Retirement benefits and survivor benefits (available to widows and widowers) can be thought of as two different buckets of money.
If you’re entitled to your own retirement benefit, and you’re also a surviving spouse or surviving ex-spouse, you can collect one form of benefit first, and then switch to the other benefit later if it will result in a larger payment.
Survivor benefits are available to you as early as age 60, but are reduced and subject to earnings restriction if you claim them before your Full Retirement Age. A survivor benefit is worth the maximum amount – up to 100% of what your deceased spouse or deceased ex-spouse collected or was entitled to collect at the time of their death – if you collect at Full Retirement Age. But unlike retirement benefits, survivor benefits don’t increase if you wait to collect them beyond your Full Retirement Age – there is no delayed credit.
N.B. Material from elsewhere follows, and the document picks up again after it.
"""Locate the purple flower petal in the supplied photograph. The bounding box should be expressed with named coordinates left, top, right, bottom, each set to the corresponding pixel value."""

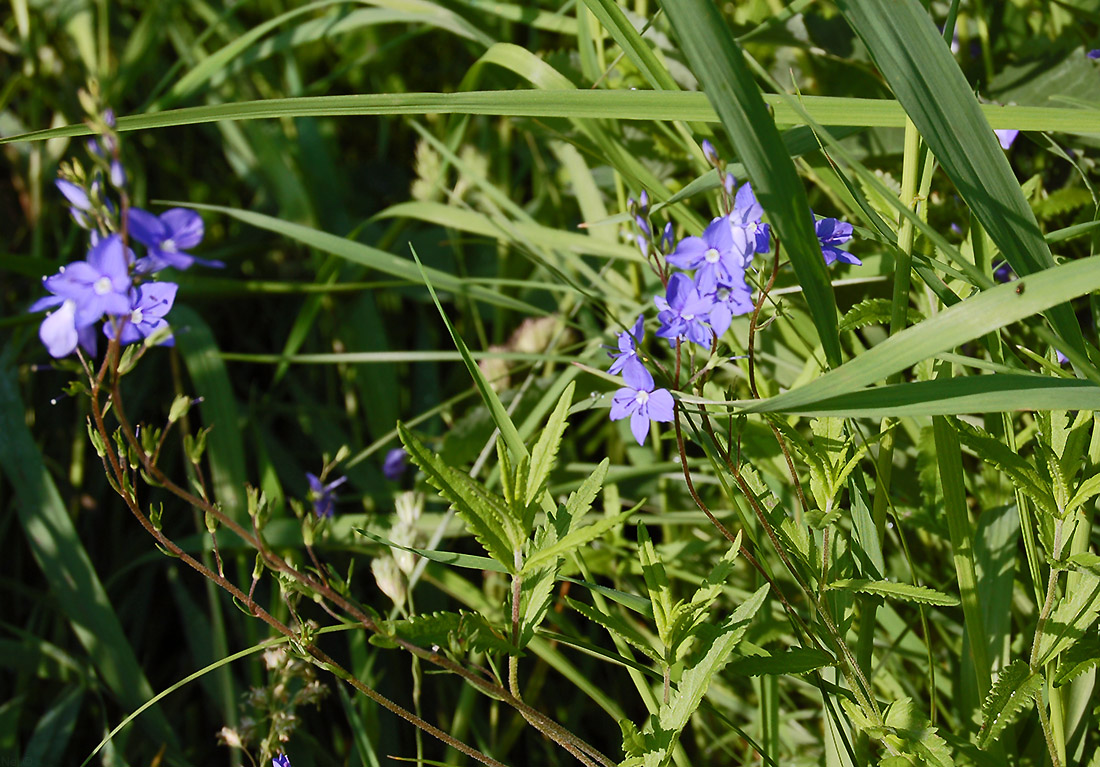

If you’re a surviving spouse or a surviving ex-spouse and have a large Social Security retirement benefit of your own, it may make sense to first claim a survivor benefit, and then switch to your maximum retirement benefit at age 70.
But if your largest benefit will be your survivor payment, you may want to claim an early, reduced retirement benefit first, and then switch to your maximum survivor benefits at Full Retirement Age.
You may wish to consult with your financial advisor regarding strategies to maximize your Social Security benefits.